A Paramount Skydance intensificou sua guinada tecnológica ao nomear Barak Turovsky, um ex-executivo do Google, como o novo chefe de inteligência artificial voltada ao consumidor. A contratação, comunicada internamente pelo diretor de produto Dane Glasgow, marca um esforço estratégico para modernizar a infraestrutura de streaming da companhia sob a gestão de David Ellison.
Turovsky, que possui histórico em empresas como General Motors, Cisco e SAP, chega com a missão de expandir a equipe de IA e machine learning. Segundo o memorando interno, o objetivo é utilizar tecnologias emergentes para otimizar pilares críticos, incluindo a personalização de conteúdo, descoberta de catálogo e novas capacidades de monetização para plataformas como o Paramount+ e o Pluto TV.
A busca por escala tecnológica
A chegada de Turovsky ocorre em um momento de reestruturação organizacional na Paramount. A empresa está consolidando sua liderança técnica após a saída do CTO Phil Wiser, com executivos-chave passando a reportar diretamente a Glasgow. A estratégia reflete uma necessidade urgente de alinhar a oferta de entretenimento com ferramentas de automação que já são padrão em competidores globais do setor de mídia.

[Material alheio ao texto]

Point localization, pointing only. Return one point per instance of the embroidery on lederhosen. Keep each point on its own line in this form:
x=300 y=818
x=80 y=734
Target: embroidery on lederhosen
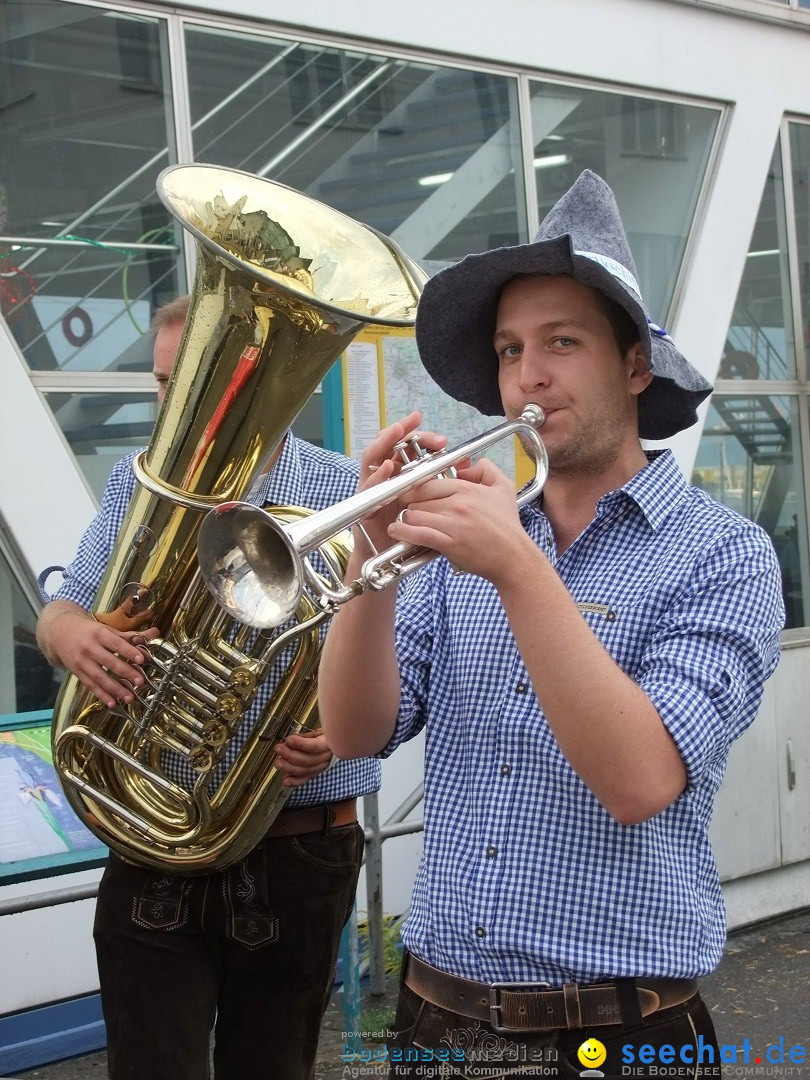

O histórico de Turovsky no Google, onde liderou a comercialização de grandes modelos de linguagem e tecnologias baseadas em Transformers, é visto como um ativo fundamental. A expectativa é que ele consiga transpor essa experiência para o ambiente de streaming, transformando dados em engajamento direto, um desafio que a Paramount tem enfrentado ao tentar reduzir a distância competitiva para gigantes como Netflix.
Mecanismos de monetização e engajamento
A aplicação prática da IA na Paramount foca em transformar a experiência do usuário em uma ferramenta de receita. Ao integrar inteligência artificial na descoberta de conteúdo e no desenvolvimento de recursos interativos, como ferramentas de compras e estatísticas esportivas em tempo real, a empresa busca aumentar o tempo de permanência nas plataformas.

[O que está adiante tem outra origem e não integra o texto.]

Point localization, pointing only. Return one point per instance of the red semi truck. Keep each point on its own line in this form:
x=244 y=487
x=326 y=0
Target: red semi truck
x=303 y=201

Internamente, a mudança é vista como uma tentativa de superar a dependência de métodos tradicionais de curadoria. Engenheiros da casa já relatam o uso de múltiplos agentes de IA para acelerar o desenvolvimento de software, indicando que a cultura corporativa está se adaptando para suportar uma operação cada vez mais automatizada e orientada por dados de comportamento do consumidor.

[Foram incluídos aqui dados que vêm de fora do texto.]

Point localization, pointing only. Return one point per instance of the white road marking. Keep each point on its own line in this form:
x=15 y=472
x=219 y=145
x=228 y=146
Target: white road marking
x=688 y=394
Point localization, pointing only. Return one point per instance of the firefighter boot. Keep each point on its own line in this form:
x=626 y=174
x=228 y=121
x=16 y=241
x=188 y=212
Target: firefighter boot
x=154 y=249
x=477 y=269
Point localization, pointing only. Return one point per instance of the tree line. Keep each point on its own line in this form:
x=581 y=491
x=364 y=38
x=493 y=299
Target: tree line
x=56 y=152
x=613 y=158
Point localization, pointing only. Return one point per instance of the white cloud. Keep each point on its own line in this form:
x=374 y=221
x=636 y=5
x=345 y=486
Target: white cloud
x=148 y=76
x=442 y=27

Tensões no mercado de streaming
A aposta em talentos oriundos do ecossistema de tecnologia, como a contratação de Hugh Williams, também ex-Google, sugere que a Paramount está tentando importar uma cultura de produto mais ágil. Para o mercado, o movimento sinaliza que a infraestrutura técnica tornou-se tão vital quanto o catálogo de produções originais para a sustentabilidade financeira dos serviços de streaming.
A concorrência por profissionais de IA é intensa, e a Paramount enfrenta o desafio de reter talentos enquanto tenta modernizar sistemas legados. A capacidade de integrar essas inovações sem comprometer a estabilidade das plataformas será o teste definitivo para a nova liderança, especialmente em um cenário onde o churn de assinantes é uma preocupação constante.
Perspectivas de integração
O que permanece incerto é a velocidade com que essas inovações chegarão ao usuário final de forma tangível. A transição para uma estrutura de IA centralizada sob o comando de Turovsky levanta questões sobre como a empresa equilibrará a automação com a curadoria humana em suas ofertas de conteúdo.
O mercado observará atentamente se a nova estrutura de relatórios diretos a Glasgow conseguirá eliminar os silos organizacionais. A capacidade da Paramount de converter esses investimentos em tecnologia em crescimento real de receita será o principal indicador do sucesso desta nova fase de gestão.